Azure / azure-data-lake-store-java

Microsoft Azure Data Lake Store Filesystem Library for Java
Other
20 stars 34 forks source link

Spark job fails during CREATE file operation on Azure Data Lake Gen1 #48

Open sudhikul opened 3 years ago

sudhikul commented 3 years ago

Hi,

I am facing an issue with Spark job, which is reading streaming data from Azure Event Hub and storing the data in ADL(Azure Data Lake) Gen1 file system.

Spark Version: 3.0.0

Please help and let me know

  1. What is the root cause of the issue ?
  2. How to fix it ? Is this something to do with the size of ADL Gen1 file system.
  3. Also, one more observation is that - this is happening usually when the size of the input transactions is more (1 million).
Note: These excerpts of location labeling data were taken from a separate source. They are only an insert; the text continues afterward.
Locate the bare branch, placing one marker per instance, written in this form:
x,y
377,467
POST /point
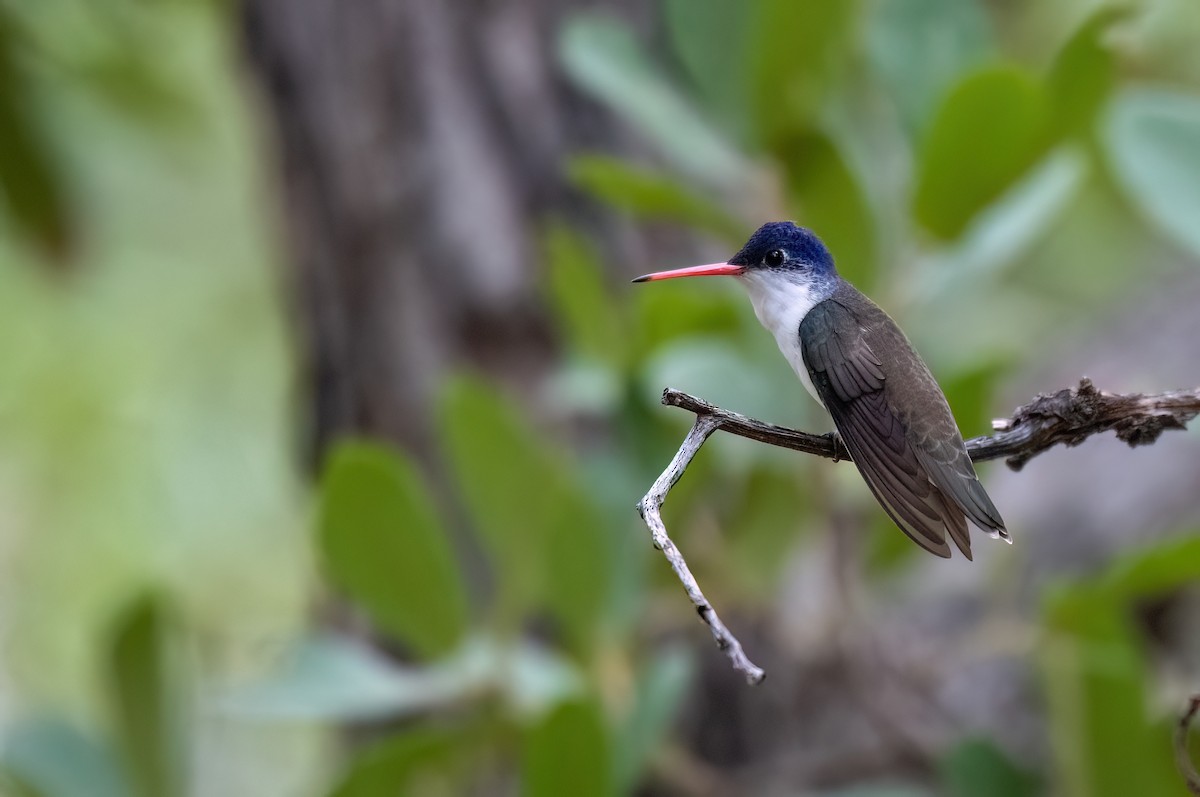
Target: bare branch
x,y
1067,417
1182,756
651,508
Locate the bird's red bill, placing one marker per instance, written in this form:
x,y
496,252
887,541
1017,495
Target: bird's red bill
x,y
711,270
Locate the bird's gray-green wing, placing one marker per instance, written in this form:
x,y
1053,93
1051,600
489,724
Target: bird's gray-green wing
x,y
851,382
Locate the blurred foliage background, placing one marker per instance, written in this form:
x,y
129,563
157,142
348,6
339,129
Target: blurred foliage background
x,y
324,399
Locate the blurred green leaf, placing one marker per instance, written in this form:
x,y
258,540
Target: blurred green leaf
x,y
385,546
1083,75
1152,137
391,767
125,76
661,687
30,180
339,679
652,195
990,130
793,49
977,768
568,754
12,785
763,526
827,196
1095,677
603,57
54,759
951,35
970,395
143,678
709,39
689,307
544,537
586,311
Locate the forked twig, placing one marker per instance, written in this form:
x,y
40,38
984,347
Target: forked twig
x,y
1067,417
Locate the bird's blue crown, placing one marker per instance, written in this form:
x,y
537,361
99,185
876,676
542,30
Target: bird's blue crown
x,y
801,249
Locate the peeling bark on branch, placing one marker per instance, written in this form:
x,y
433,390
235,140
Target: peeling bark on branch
x,y
1067,417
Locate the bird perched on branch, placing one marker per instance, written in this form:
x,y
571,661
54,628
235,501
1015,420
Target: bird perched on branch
x,y
856,361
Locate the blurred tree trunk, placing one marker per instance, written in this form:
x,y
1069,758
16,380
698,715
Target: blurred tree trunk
x,y
421,143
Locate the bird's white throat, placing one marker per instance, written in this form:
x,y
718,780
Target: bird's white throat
x,y
781,303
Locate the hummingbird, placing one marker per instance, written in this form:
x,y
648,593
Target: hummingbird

But, this issue is usually not seen when the size is less than 1M. Is this just a co-incidence ? Or is it something to do with the size of input load also ?

Brief Overview Our Big Data Product runs in AKS Cluster deployed in Microsoft Azure.

All the jobs executed within the product are Apache Spark jobs. In addition to HDFS, even Azure Data Lake Gen1 is also one of the supported file systems.

Scenario Source generates events and publishes them into Azure Event Hubs. Spark Streaming job is waiting for events on a particular EH(Event Hub) and it will keep on writing the data into Azure Data Lake Gen1 file system.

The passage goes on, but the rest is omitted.